Я опасался, что, заключив перемирие, большевики могут потребовать прекращения перевозки наших войск, и тогда ни Польша, ни Румыния, конечно, не пожелают создавать какие-либо трения ради нашего отряда.
Вся совокупность обстановки побудила снова возбудить вопрос о возможности принятия нас Чехией.
4 августа наш военный агент в Чехии генерал Леонтьев телеграфировал на имя полковника Долинского, что «почва подготовлена».
Нашему военному агенту в Варшаве было, конечно, известно то сложное положение, в каком оказался отряд.
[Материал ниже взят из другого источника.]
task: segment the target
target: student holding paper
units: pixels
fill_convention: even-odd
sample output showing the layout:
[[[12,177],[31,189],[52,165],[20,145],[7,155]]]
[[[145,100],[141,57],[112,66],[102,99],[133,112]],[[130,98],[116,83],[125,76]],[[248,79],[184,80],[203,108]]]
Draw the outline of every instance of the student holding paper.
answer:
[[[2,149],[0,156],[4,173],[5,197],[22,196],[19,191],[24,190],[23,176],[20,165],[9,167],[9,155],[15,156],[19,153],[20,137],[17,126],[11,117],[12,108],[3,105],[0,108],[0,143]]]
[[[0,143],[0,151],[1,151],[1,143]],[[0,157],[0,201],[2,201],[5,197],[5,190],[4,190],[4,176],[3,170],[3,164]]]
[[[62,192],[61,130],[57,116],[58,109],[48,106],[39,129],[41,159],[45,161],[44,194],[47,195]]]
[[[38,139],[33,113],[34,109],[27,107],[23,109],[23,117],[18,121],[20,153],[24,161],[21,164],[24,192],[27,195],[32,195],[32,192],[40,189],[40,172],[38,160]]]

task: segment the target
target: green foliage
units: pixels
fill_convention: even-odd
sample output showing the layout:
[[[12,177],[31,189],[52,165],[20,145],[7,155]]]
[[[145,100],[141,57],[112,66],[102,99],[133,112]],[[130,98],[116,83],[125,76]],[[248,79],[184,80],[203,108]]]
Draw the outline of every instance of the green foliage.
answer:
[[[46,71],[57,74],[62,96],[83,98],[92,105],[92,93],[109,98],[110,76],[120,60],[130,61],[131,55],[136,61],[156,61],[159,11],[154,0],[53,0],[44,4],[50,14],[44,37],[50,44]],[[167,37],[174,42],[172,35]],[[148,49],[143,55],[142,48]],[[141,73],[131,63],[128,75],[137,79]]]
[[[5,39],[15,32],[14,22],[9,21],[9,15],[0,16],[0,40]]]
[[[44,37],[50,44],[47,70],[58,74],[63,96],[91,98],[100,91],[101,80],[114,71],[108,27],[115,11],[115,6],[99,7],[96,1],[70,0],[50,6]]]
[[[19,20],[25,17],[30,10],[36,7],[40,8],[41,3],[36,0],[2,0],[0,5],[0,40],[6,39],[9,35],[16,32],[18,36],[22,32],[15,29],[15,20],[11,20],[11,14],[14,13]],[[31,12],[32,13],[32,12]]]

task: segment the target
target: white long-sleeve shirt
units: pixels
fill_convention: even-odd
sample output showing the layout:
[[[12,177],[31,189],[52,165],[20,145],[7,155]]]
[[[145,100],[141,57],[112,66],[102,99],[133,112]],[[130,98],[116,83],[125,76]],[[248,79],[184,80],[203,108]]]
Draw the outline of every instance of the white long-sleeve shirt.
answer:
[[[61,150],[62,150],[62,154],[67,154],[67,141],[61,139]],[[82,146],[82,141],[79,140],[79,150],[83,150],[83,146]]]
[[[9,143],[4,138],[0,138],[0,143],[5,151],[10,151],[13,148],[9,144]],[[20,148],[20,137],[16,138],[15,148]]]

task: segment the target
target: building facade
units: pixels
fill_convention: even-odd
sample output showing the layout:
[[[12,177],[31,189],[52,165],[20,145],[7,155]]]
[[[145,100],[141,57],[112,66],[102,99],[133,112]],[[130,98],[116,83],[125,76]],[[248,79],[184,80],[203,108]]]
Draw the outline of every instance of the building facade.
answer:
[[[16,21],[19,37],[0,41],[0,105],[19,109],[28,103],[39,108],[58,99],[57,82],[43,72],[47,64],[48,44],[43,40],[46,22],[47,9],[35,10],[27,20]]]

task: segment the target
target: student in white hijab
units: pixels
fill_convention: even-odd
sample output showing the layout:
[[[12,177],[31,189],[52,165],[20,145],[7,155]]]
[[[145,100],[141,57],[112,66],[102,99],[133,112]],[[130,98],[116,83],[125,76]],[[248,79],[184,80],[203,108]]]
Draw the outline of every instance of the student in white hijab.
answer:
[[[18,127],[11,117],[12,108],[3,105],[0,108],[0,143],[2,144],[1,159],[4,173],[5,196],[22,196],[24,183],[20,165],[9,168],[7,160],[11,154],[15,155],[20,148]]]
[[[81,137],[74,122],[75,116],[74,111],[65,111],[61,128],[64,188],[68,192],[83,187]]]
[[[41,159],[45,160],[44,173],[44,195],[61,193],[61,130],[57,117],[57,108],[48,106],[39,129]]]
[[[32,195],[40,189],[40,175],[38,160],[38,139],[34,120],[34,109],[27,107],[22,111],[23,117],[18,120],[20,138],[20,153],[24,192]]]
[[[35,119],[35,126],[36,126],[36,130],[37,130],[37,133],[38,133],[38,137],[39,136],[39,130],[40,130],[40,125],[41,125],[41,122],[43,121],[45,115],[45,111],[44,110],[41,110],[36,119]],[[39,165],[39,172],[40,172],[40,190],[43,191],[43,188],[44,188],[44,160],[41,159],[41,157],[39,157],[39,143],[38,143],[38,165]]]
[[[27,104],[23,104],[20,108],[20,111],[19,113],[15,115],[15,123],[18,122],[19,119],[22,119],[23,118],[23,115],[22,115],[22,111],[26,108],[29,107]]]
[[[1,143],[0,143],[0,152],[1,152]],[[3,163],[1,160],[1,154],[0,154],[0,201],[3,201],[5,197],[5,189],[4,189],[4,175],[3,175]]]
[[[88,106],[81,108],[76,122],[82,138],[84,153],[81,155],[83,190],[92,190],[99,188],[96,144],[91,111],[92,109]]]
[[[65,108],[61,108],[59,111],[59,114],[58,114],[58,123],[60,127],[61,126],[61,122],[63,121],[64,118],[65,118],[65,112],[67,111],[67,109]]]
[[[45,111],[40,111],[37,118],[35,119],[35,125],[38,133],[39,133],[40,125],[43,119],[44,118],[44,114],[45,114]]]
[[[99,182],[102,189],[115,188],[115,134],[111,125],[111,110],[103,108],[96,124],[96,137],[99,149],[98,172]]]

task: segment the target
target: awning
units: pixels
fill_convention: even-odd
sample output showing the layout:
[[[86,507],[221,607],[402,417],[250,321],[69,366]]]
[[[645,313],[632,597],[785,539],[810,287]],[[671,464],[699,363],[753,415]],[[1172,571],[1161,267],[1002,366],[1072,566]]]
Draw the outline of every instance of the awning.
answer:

И тем больше было мое удивление, когда я узнал, что полковник Долинский, не предупредив меня, внезапно эвакуировался в Познань, куда выезжали в то время иностранные дипломатические миссии.
Первоначально, когда мне доложил корнет Циммерман об отъезде полковника Долинского, я не поверил, тем более, что военные агенты различных держав и все польское правительство оставались еще в Варшаве.
Положение осложнялось еще тем, что генерал Геруа слал мне шифрованные телеграммы, а я не имел возможности разобрать депеши. Своего шифра в отряде не было, и мы обычно пользовались шифрами военных агентов.
Уехав в Познань, полковник Долинский увез и шифр.
В то время, в силу своей должности и полномочий, полученных в Крыму, я являлся старшим русским начальником в Польше, и это обязывало меня напомнить полковнику Долинскому об его обязанностях, что я и сделал, послав ему телеграмму в Познань.
Через несколько дней полковник Долинский прибыл в Варшаву.
Варшава в те дни являла собой необычную картину. По городу проходили постоянно обозы, войска, улицы и площади носили следы этого движения — было грязно, чувствовалась война.
От прежнего приподнятого настроения улицы не осталось и следа. Толпа была мрачна, и чувствовалось, что каждый озабочен своей личной судьбой. По ночам иногда раздавалась стрельба.
Министерства эвакуировались, однако польское правительство в полном составе оставалось в столице.
В военном министерстве отправляли архивы, какие-то ящики, но генерал Сосновский был по-прежнему спокоен и приветлив.
Польская армия неудержимо откатывалась к Варшаве и, конечно, все более и более разлагалась.
Отношение к русским войскам было иное, чем раньше. Генералом Врангелем и действиями армии в Крыму очень интересовались, и мы были, что называется, «в моде».
Помню, я проезжал в трамвае, и в это время проехал на извозчике офицер в фуражке лейб-гвардии Кексгольмского полка. Все в трамвае бросились к окнам, а какой-то пан объяснил, что это офицер русского гвардейского полка, который раньше стоял в Варшаве. Его сочувственно слушали. Повторялось имя Врангеля.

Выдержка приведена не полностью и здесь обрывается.